Music appeals to us at a very deep level.  Evolution has genetically engineered us to respond to music instinctually and in ways that only music can invoke.  Expression, aesthetics, emotions and feelings might be difficult to measure but are are at the heart of our existence as humans.  The aesthetic values in music can be found all around us in nature, the sciences, visual arts, etc.  Life dynamics are paralleled in music.  Tension and release, rise and fall, motion and rest, conflict and resolution are ever-present and easily understood through music.

Sunday, January 20, 2013

Week 2

Waxing philisophical has proven to be a lot of fun these first two weeks, and the open discussion format has been great.   I'm really enjoying my small discussion group as well.  Sometimes the vast history of music education and opinions expressed seem daunting and hard to fully grasp.  With each class, I come away with another book I want to read or another opinion I want to further explore.  A feeling that has permeated a number of sessions is that a career in music education is my fate.  Thinking about the who, what, when where, and how.  Musing on the functional, aesthetic, praxial, sociological, and cognitive has not only assured me of my calling but I think will aide in my becoming a good teacher.
Interestingly, the most involved discussion was on the use of computers in class.  Students that have given little input in class thus far suddenly had a lot to say on this topic.  I thought some of the arguments in favor of using computers didn't hold water.  I think the absence of computers has allowed for some lively discussions that otherwise wouldn't have reached or included a vast number of students in class.  I have been flabbergasted at how many times I see students surfing on their computer or phone.  Our culture of multi-tasking scares me.  I'm guilty of having a football game on in the background right now, and I often multitask.  But, technological advances often lead to bad habits like multitasking.  I often long for a time or place where everyone is present in the moment.....where our leisure time isn't spent in front of a TV.  I feel like generations being raised with their eyes and ears glued to screens will be deficient in their ability to interact face to face.  Attention spans aren't getting any longer either.  There is sad wisdom in the Taliban quote "Americans have watches, but true believers have time."

Sunday, January 13, 2013

Week 1

In my first year at Vandercook, I've often felt anxious and ready to get some hands on teaching experience.  I'm of the opinion that there is no substitute for getting your feet wet, so to speak.  However, I understand that the curriculum is set up so that we enter the classroom fully prepared and ready to deal with any situation effectively.

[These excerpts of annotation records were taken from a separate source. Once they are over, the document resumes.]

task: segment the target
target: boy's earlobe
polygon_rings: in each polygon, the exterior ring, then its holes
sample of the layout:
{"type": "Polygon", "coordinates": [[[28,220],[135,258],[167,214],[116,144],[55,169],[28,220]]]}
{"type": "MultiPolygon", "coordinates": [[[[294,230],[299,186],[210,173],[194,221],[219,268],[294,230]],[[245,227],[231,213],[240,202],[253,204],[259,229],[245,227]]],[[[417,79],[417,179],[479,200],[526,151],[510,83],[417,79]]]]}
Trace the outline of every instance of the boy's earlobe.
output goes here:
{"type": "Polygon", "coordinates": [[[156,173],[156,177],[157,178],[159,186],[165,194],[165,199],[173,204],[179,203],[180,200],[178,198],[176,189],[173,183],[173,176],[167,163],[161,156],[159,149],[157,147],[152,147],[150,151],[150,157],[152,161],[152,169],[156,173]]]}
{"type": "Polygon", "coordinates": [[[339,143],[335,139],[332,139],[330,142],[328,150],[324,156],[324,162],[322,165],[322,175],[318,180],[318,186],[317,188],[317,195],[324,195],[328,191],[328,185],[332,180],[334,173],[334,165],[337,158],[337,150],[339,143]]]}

With each class, I've gradually shed this attitude and embraced the thoroughness of the program. I've thought about my philosophy of teaching in the past, but after writing my core teaching values last semester, my thoughts really came together into a cohesive, coherent set of statements.
What is teaching?  The question seems simple on the surface, but as the discussions proved, definitions vary greatly.  Is it teaching when the student doesn't learn?  We got caught up on that question for a while.  In my mind it is can be considered teaching even if the student doesn't learn.  It is simply ineffective teaching.
I thoroughly enjoyed the excerpts by Plato and Aristotle.  The importance of striving for balance in life is further confirmed.  We don't want to create "feeble warriors", nor do we want to create soulless brainiacs or brutes.  We need more renaissance men, and women.  It's really sad to see how far we've strayed from the ideas of these great thinkers.  Gymnastics and music used to be core subjects in curriculum.  Now, as the obesity epidemic rages on, and the souls of children are nourished by tv and computer screens, physical education and music classes are becoming increasingly extra-curricular.  Obviously, we can't train all children to become virtuosos, but all souls can be nourished through music.